Gov. Pete Ricketts cautioned Nebraskans on Monday to expect "a tough month ahead" as the state anticipates that the coronavirus threat will peak in Nebraska in mid- to late-April.
March already has been "a trying month," the governor said during his daily coronavirus news briefing, with the virus beginning to creep into communities throughout the state and claim its first victims, including a Lincoln County man in his 90s, whose death was announced Monday.
The Washington Post on Monday published the results of a national modeling study by the Institute for Health Metrics and Evaluation at the University of Washington that projects there will be 424 coronavirus deaths in Nebraska by Aug. 4.
That study matches projections by federal scientists, the Post story said.
Ricketts said the state is "actually still working through our models and has nothing yet to compare" with those projections.
"All our efforts are to reduce the impact on the people of Nebraska," he said.
Ricketts said the state is actively working now to help ensure there will be sufficient ventilators and personal protective equipment for medical personnel in Nebraska when the peak demand occurs.
"We have purchase orders in," he said, and expect deliveries soon.
"We've got the next couple of weeks to get prepared and be ready," he said, and "we're working on those processes right now.
"We're all in this together," Ricketts said.
Testing is expanding in Nebraska now with a corresponding increase in the number of identified coronavirus cases anticipated.
The state's third death was announced by the state Department of Health and Human Services late Monday.
The Lincoln County man in his 90s had underlying health conditions.
First cases of COVID-19 were reported in York, Kimball and Antelope counties, bringing the state's total cases to 155.
On Monday, the Douglas County Health Department alone announced 16 new cases in the hard-hit metro Omaha area.
And in Washington County, the Three Rivers Public Health Department said Monday night that 10 additional cases have been identified related to the Carter Place senior living home outbreak.
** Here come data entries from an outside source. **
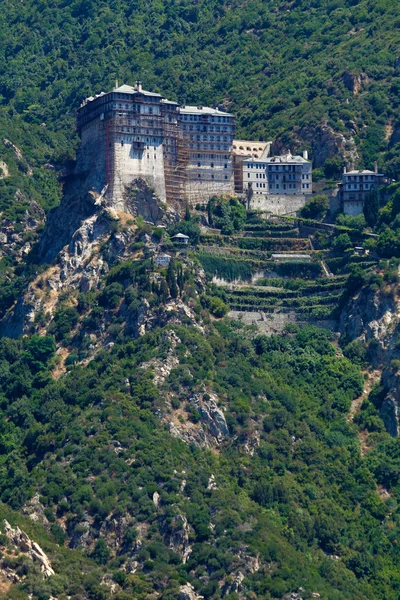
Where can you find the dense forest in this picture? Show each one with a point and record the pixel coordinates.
(154, 442)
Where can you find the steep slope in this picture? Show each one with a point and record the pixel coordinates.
(276, 65)
(176, 450)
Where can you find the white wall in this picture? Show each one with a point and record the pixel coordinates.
(131, 163)
(279, 205)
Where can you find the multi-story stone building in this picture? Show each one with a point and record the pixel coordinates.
(243, 150)
(355, 187)
(183, 153)
(288, 174)
(278, 175)
(208, 133)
The department said it would provide more information Tuesday.
Lancaster County, meanwhile, reported two new cases Monday.
Ricketts said he is in constant contact with other governors as they share what they have learned in confronting the virus.
"We share ideas," he said. "We learn from everybody."
Ricketts said "it was great to see people out" and enjoying the warm weather in Nebraska during the past weekend, but he said there's still a need to maintain physical distancing.
Thirty of the state's 93 counties, including Douglas and Lancaster, are included in directed health measures that restrict gatherings of more than 10 people. The heightened restrictions are triggered by cases of community spread, positive tests in which health officials are unable to trace the source of the virus.
The majority of cases in Nebraska are travel-related, and Nebraskans who may be returning to the state now after wintering in Arizona or Florida, or elsewhere, should quarantine themselves for 14 days as a precautionary measure, the governor said.
Ricketts praised President Donald Trump for extending restrictions that limit gatherings to no more than 10 people until the end of April, describing that decision as "great leadership."
The president had previously expressed an aspiration to have Americans free to gather in churches together on Easter Sunday two weeks from now.
In an effort to assist Nebraska's restaurant industry, which has been severely impacted by recent orders to limit service to take-out, drive-thru or delivery sales in Omaha, Lincoln and other areas threatened by spread of the virus, the governor officially proclaimed Take Out Tuesdays in Nebraska through April.
In addition to urging take-out restaurant purchases, Ricketts suggested that Nebraskans purchase gift cards to help restaurants.
"Everybody in the restaurant business is having a tough time now," the governor said.